Below are notes I took whilst reading the paper “Self-Monitoring via Digital Health in Weight Loss Interventions - A Systematic Review Among Adults with Overweight or Obesity”, by Michele L. Patel, Lindsay N. Wakayama and Gary G. Bennett.

Self-monitoring is a key component of standard treatments for obesity. Using digital tools, as opposed to paper-based monitoring, may reduce some of the obstacles faced when someone tries to do this, because:

  • They may reduce the time it takes to track one’s diet, e.g. with nutrition databases that automatically populate nutrition info, or features that suggest entries.
  • Wearable technologies allow for passive rather than active monitoring.
  • We may be able to raise engagement levels via individualised feedback and prompts.
  • Phones are very portable meaning that monitoring can be done in real time wherever you are, rather than retrospectively.
  • They may reduce numeracy and health literacy barriers.

This paper reviews 39 randomised controlled trials published between 2009 and 2019 which:

  • featured interventions designed to aid weight loss for participants with overweight or obesity.
  • involved the use of digital tracking tools.
  • had interventions that lasted at least 12 weeks and included outcomes around self-monitoring engagement and a weight loss outcome from at least 6 months after enrollment.

Its primary aim is to determine whether digital self-monitoring is associated with weight loss. Secondarily, it looks to understand the types of digital methods used for self-monitoring and their engagement rates in the associated interventions.

Of the 67 interventions involved:

  • 72% of them involved self-monitoring of weight.
  • 81% involved self-monitoring of dietary intake. Mostly this involved tracking food intake or calories.
  • 82% involved self-monitoring of physical activity. Mostly this meant tracking the durations of physical activity, but sometimes it was step count, types of exercises or other related items.
  • 7% self-monitored specific behaviour change goals.
  • 54% included monitoring all of weight, dietary intake and activity.

Most commonly this was done via a website (66% of treatment arms), with a lower number using mobile apps (33%), wearable devices (16%), electronic scales (12%) and text messaging (12%), PDAs (3%) or IVR technology (3%). In several cases participants were given a choice as to which method they preferred.

Some interventions used commercial websites or apps, others used websites specific to the study.

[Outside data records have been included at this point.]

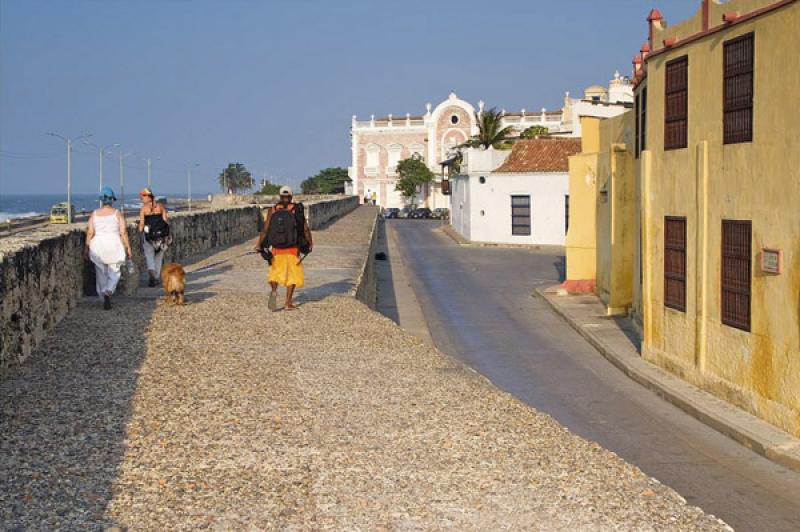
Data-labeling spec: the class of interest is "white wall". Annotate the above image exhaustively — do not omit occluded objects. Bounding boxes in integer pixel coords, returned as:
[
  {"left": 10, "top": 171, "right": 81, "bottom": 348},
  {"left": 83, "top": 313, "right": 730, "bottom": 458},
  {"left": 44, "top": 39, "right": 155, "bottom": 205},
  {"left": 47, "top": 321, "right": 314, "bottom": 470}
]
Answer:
[{"left": 451, "top": 172, "right": 569, "bottom": 246}]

Only 9% of interventions that recommended daily digital self-monitoring engagement saw participants engage for at least 75% of the days concerned. 58% of arms saw engagements for at least half of the recommended days.

  • These numbers are higher in shorter interventions and vice versa.
  • Engagement was highest when the intervention involved self-monitoring weight. The rate was somewhat lower for diet monitoring, and lower yet for physical activity. This may be confounded by differences in the frequency prescribed the opportunities to to record.
  • Engagement was typically higher with digital as opposed to paper-based monitoring.
  • The addition of counselling usually didn’t increase the engagement rate.
  • Passive self-monitoring behaviours (e.g. wearable devices) had higher engagement rates than active self-monitoring methods, although one study showed that passive weight tracking was less associated with weight loss, perhaps because it doesn’t promote awareness of one’s behaviour as much.

Some studies compared engagement outcomes between monitoring modalities. Factors that were associated with engagement when comparison were possible include the use of:

  • incentives.
  • enhancements.
  • a wearable device.

There was a positive association between high levels of digital self-monitoring and increased weight loss in 74% of cases.

  • The rates didn’t differ much based on what was monitored, with the exception that of the 3 studies that involved monitoring behaviour change goals only 1 showed an association with weight loss.
  • Interventions that lasted at least 12 months were less likely to show an association than those that were shorter. This may either be because of rates self-monitoring engagement or weight loss declining over time.

One limitation of these studies is that participants were never randomised to different levels of self-monitoring; thus high frequency monitors are self-selected and may differ from each other in other ways.

Researchers should use strategies such as the multiphase optimisation strategy to understand the different impact of different self-monitoring strategies.

Research into how to prevent the decline in self-monitoring engagement over time is needed, as well as understanding the predictors and moderators of self-monitoring engagements. Personalisation may be needed; some people may succeed more on one self-monitoring approach than others.

In the mean time adults with overweight or obesity should be encouraged to self-monitor frequently when undergoing interventions that are aimed at weight loss.